The Road Ahead for IAM According to Gartner’s Lori Robinson

The future of IAM involves adapting to mobile, cloud, social and information challenges, according to Lori Robinson, VP of Research, Identity and Privacy Strategies, for Gartner. Robinson spoke at SailPoint’s Navigate ’14 conference and challenged the audience to be more proactive about IAM.

Today, IAM is in a state of flux. The digital economy is changing so quickly that many companies and even their IAM vendors are falling behind. Risks are proliferating, but the tools we have at our disposal to mitigate those risks are evolving much more slowly. However, before we can get ahead of those risks, we need to gain a deeper understanding of the forces sparking change.

Robinson referred to these as the “Nexus of Forces.” Those forces are social, mobile, cloud and information. Together, they combine to challenge the status quo of identity management. How do you account for a ballooning user base, which may now include partners and customers, all of the devices those users rely on, and the numerous ways they connect through social media?

Moreover, what do you do to protect all of the critical data that those people, devices, and even apps create? Yes, that’s right. Devices and apps are automatically churning out data (location data, user behaviors, usage patterns, etc.) that has important privacy implications.

“The result is that we now live in a world where users expect anytime, anywhere, any device access to a range of applications and services,” Robinson said. IAM will be the key ingredient that makes this all work in a secure and managed way.

Robinson noted that IT has been slow to catch up to one of those “Forces” in particular: social. “Social permeates business,” Robinson said. “IT may regard social as something you do at home, but that’s no longer true. IT could learn a lot from spending more time with their digital marketing colleagues, who are starting to figure social out.”

Marketing departments often go around IT today, since IT tends to put the brakes on social deployments. As a result, many marketing departments deploy their own services and even set up their own secret IAM that IT doesn’t know about. This is a short-term fix that could lead to serious problems down the road, especially as sensitive data proliferates at an increasingly accelerated rate. Marketers are just not trained to handle privacy concerns and other data-risk issues like IP theft.

Physical and Virtual Worlds Merging 

Robinson predicted that by 2020 all businesses will be IT organizations. As the physical and virtual worlds collide and merge, user provisioning and ID management becomes an ever-bigger challenge, since much of what will be managed and provisioned will be devices.

“When my fork tells me to slow down and chew my food, or my toothbrush alerts me to the fact that I missed a back tooth, or my shoes inform me that I’ve walked 5,000 steps, the identity equation fundamentally changes,” Robinson said.

All of that information is useful, but it all must be protected.

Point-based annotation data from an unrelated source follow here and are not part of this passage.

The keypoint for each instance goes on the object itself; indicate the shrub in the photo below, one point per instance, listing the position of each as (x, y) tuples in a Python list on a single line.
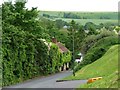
[(98, 50)]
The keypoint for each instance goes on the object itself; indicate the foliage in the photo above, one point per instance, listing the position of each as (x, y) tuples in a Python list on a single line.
[(98, 50), (89, 41), (25, 54), (106, 67)]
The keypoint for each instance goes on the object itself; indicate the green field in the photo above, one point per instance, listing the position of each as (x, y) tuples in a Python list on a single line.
[(94, 17), (96, 21), (106, 67), (90, 15)]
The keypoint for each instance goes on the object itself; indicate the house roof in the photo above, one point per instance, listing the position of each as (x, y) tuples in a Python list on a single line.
[(61, 47)]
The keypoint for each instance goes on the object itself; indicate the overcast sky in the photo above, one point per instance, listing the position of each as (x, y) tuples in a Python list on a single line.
[(73, 5)]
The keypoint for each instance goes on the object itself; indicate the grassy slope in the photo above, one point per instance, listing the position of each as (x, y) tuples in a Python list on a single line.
[(93, 16), (107, 66)]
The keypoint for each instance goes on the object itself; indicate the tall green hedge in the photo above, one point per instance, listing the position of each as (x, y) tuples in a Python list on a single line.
[(24, 56)]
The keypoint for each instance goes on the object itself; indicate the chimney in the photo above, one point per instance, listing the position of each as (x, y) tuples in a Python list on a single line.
[(54, 40)]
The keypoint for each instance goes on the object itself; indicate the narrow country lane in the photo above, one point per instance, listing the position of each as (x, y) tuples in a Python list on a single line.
[(50, 82)]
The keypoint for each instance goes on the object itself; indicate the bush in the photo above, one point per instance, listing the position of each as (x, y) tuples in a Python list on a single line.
[(98, 50)]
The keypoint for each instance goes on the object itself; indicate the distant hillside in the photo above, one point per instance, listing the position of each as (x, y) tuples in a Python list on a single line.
[(106, 67), (80, 15)]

Consumer privacy will encompass so much more than it has in the past that organizations must be proactive about figuring out the risks associated with all of the data that comes pouring in as the Internet of Things becomes a reality.

Risk management and security will become more and more important, representing the only way to make sense of this chaos.

“Without risk management and security, organizations won’t be able to navigate the Nexus of Forces. Risks must be mitigated. Data must be secured, and consumer privacy must be protected. Otherwise, the Nexus of Forces will overwhelm business,” Robinson said.

In order to take back control, Robinson recommends that organizations:

  • Understand the role of IAM in the Nexus of Forces
  • Prepare to be digital businesses
  • Build an agile IAM system (and consider IdaaS when appropriate)
  • Document use cases to guide you — documenting them all the way down to the transaction level
  • Apply sound access governance principles to users, entitlements, and identity roles
  • Embrace federation
  • Incorporate risk decisions into IAM deployments
  • Push for standards

Finally, Robinson also recommended that businesses in general and IAM vendors in particular begin to build an “Identity Economy.” IT knows that there is untold value in Identity, but IT really doesn’t know how to quantify or even explain that value. Robinson believes that this untapped Identity value could add up to an entire Identity Economy. After all, if I’m monitoring many of my health attributes through wearable technologies, I will want to share that information with various apps and services that will help me monitor and maintain my health. However, that data must be protected. If hackers can use a social media profile to break into your bank account, imagine what they can do with much more personal information.

The value in that data can’t be underestimated, but we need to start consciously building an Identity Economy, so we can value, use and manage that data properly. Identity will be the foundation that makes the Internet of Things, Big Data and the Nexus of Forces work for users, rather than against them. Without a solid identity foundation, the risks eclipse the benefits.

But businesses are so drawn to those potential benefits that they won’t let risks slow them down. Thus, there’s only one way forward, and that way features identity in a starring role.